Source: By Hallie Gu, Reuters • Posted: Thursday, August 23, 2018

BEIJING (Reuters) – China corn futures rallied on Thursday after the central government said it would promote the use of ethanol in vehicles, its first public statement on its ambitious biofuel policy in almost a year.

China will promote the use of ethanol in 15 regions this year, including the Beijing and Tianjin municipalities and Hebei province, according to a post on the government’s official website that summarized a Wednesday meeting of the nation’s State Council.

The most-active corn futures on the Dalian Commodity Exchange settled at 1,889 yuan ($274.80), up 0.7 percent from a day earlier. Prices earlier rose as much as 1.3 percent to an intraday high of 1,900 yuan.

The gains also followed customs data released on Thursday showing a big drop in corn imports in July after Beijing imposed hefty tariffs on shipments from the United States as part of its trade conflict.

“Capital piled into corn futures betting on increasing demand. The comments are bullish news for ethanol and corn, even if they are still a bit vague,” said Meng Jinhui, analyst with Shengda Futures.
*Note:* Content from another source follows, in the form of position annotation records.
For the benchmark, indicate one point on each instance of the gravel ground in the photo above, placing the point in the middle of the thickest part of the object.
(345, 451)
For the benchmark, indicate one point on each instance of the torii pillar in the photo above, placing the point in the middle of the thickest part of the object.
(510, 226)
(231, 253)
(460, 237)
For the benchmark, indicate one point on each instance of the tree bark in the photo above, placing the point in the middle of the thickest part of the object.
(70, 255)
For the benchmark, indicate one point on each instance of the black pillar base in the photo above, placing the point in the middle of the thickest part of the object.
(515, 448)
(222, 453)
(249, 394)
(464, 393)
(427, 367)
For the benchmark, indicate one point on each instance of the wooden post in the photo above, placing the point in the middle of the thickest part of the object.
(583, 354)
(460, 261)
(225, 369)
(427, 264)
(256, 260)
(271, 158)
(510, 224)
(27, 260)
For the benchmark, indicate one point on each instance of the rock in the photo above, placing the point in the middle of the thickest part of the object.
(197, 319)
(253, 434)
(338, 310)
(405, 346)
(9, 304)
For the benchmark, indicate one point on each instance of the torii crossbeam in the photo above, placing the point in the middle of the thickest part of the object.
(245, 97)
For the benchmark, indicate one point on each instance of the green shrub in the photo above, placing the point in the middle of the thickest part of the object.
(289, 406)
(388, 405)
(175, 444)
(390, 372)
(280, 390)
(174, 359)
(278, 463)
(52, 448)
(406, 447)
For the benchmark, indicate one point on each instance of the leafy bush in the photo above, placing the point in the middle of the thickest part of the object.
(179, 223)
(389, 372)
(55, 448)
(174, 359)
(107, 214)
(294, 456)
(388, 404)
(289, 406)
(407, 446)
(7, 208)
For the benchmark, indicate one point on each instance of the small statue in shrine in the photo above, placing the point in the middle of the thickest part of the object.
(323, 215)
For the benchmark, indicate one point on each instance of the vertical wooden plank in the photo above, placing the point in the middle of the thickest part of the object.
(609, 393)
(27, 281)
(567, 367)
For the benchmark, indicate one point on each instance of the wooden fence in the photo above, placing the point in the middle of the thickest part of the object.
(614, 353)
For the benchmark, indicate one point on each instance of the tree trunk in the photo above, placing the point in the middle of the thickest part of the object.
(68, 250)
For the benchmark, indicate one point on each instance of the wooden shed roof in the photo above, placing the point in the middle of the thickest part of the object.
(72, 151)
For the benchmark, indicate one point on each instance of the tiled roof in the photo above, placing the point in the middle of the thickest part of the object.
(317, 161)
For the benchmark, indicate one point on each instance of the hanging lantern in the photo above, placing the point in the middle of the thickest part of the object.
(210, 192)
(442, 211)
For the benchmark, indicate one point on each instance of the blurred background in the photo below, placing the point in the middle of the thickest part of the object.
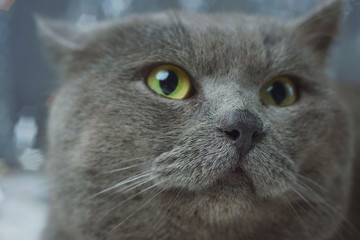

Beijing will lay out plans for grain-based ethanol production and accelerate the construction of cassava-based ethanol plants, the government posting said.

No further details were given.

The statement comes after the government announced in September a plan to blend ethanol into fuel nationwide by 2020 to digest the nation’s vast corn stockpiles.

The statement has allayed concerns in the industry that the ethanol policy had stalled, and shares in China’s ethanol producers rallied as the news restored confidence among investors.

State-controlled producers, like China’s State Development & Investment Corp (SDIC) [SDAIC.UL], agribusiness COFCO [CNCOF.UL] and Jilin Fuel, have rushed to draw up plans to invest billions of yuan to double output in the world’s largest car market.

But only one major project has received a greenlight to start construction on an ethanol plant.